Jake asked, “You think that witness is lying?”
“Perhaps. I think it more likely that Joseph was staggering, but that he’d been drugged somehow.”
Gomez said, “You also told Bascom you thought your husband was going to be visiting a colleague that night.”
“Joseph had been paying several visits over the past two or three weeks to a man who worked with him at the International Drug Control Agency office here in Paris,” she said. “His name’s Zack Rolfe.”
Nodding, Jake said, “But Rolfe, from what we’ve been able to find out, says your husband didn’t visit him that night. Or any of the other nights.”
“Yes, I’m aware of that. Zack now claims that my husband has been having an affair with a young woman in the agency.”
“Yeah, but Rolfe doesn’t know who she is.”
“Yes, exactly. Zack’s story is that he was only doing my husband a favor by letting him pretend he was with him on all those nights. And obviously everyone seems to believe Zack.”
“Did you ever try to phone your husband at Rolfe’s?” asked Jake.
“No, because I never had any reason to. And Joseph didn’t especially like to be interrupted during a business meeting, not unless it was a very serious emergency.”

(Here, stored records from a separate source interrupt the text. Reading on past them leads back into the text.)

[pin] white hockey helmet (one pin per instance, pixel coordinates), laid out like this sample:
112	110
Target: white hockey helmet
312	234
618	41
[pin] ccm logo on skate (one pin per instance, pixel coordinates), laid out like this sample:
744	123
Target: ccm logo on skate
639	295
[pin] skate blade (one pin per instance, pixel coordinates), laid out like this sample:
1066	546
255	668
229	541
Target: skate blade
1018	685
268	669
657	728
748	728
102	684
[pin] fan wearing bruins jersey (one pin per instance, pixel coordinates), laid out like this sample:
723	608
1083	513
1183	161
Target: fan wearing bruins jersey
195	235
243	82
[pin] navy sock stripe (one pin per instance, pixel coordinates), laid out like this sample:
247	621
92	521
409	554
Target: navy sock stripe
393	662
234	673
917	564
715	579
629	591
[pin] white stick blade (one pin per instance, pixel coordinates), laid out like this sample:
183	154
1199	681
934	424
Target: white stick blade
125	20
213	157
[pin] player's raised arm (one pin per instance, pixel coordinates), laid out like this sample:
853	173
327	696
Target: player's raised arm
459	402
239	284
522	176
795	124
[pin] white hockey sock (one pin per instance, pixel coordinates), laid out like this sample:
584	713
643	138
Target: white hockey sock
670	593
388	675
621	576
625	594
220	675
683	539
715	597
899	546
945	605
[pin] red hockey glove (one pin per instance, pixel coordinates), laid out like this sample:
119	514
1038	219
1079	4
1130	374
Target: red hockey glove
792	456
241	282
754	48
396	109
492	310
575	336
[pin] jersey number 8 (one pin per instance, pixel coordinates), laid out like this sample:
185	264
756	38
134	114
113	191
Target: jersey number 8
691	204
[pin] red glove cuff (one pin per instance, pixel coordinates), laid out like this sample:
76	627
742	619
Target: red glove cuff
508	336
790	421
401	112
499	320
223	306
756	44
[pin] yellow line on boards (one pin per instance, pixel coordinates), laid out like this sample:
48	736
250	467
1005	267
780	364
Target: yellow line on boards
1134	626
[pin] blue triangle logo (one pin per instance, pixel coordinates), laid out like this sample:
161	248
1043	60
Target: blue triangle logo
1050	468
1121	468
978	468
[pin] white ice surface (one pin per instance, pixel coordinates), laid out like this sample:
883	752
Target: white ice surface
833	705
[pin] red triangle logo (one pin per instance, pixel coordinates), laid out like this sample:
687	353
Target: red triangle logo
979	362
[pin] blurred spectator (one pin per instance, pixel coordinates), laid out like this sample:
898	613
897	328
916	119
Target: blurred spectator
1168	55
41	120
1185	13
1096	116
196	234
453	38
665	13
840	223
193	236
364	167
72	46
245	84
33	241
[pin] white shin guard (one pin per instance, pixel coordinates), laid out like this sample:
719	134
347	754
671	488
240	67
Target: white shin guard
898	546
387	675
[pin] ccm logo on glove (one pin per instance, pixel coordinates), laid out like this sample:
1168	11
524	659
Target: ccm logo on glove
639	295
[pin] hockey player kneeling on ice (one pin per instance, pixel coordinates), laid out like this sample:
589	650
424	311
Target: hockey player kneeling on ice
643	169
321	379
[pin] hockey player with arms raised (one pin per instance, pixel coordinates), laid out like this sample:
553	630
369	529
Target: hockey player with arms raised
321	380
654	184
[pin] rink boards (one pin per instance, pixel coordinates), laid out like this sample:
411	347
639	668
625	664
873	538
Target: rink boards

Jake said, “Rolfe’s lying?”
“Obviously, yes.”
“Why?”
“I don’t know.”
“How did you feel about Rolfe before this?”
“Joseph seemed to like him, and trust him.” She shrugged gracefully. “To me Zack isn’t the sort of man who causes strong feelings either for or against him.”
“Perfect agency type,” commented Gomez.
“My husband had been worried about something,” said the widow. “For about the same length of time, I believe, that he’d been calling on Zack evenings. But, since Joseph had a strict rule never to discuss IDCA business with me, I have no notion what it was that was upsetting him so.”
“And he didn’t mention being worried
about anything outside the agency?” Gomez finished his ale and set the glass on the floor.
“No,” she replied, shaking her head. “He didn’t tell me, if that’s what you have in mind, that he was fearful the sins he’d committed during the Brazil Wars were about to catch up with him.”
“Were there sins, ma’am?”
“No, there weren’t,” Madeleine replied. “At least I don’t believe so. Joseph never discussed his days as ambassador to Brazil with me. All of that took place before we were married, you understand.”
“If your husband had been seeing a woman,” asked Jake, “would you have known?”
“Joseph wasn’t interested in affairs of that sort, Mr. Cardigan,” she assured him, smiling. “The work he was doing at the agency was what excited him.”
“And, recently anyway, that was also what worried him.”
“Yes. Whatever it was, it somehow ties in with the real reason why Joseph was killed.”
“The police and his fellow IDCA agents don’t agree,” Gomez reminded her.
“And that,” said the widow quietly, “may be another part of the puzzle.”
6
GOMEZ, AFTER HE AND Jake had separated to pursue different sources of information, strolled for a while along the brightly lit boulevards of nighttime Paris. He walked by a dozen or more sidewalk cafés, most of them operated by the Dutch conglom Bistros, Inc., and through three small hologram parks. When twenty minutes or so had passed and the curly-haired detective was completely certain that no one was tailing him, he made his way to the Boulevard Voltaire.
He paused beside a sidewalk stand where a chunky woman in her fifties was peddling plazflowers. Sniffing at a bunch of simulated yellow roses, Gomez studied the story-high illuminated archway across the street.
“You planning to buy those goddamn blooms, monsieur? Or are you just going to snuff all the smell out of them?”
“Ah, Marie, and here I thought you’d never forget me.”
“Mon dieu! Gomez.” Chuckling deeply, the heavyset vendor bestowed an enthusiastic hug on him. “You’re in Paris.”
“So I’ve been led to believe. How are you faring?”
“Better than you, judging from your appearance.” Marie shook her head sadly as she scrutinized him. “Since I saw you two years ago, you’ve gotten paler and thinner. And you reek of cheap booze.”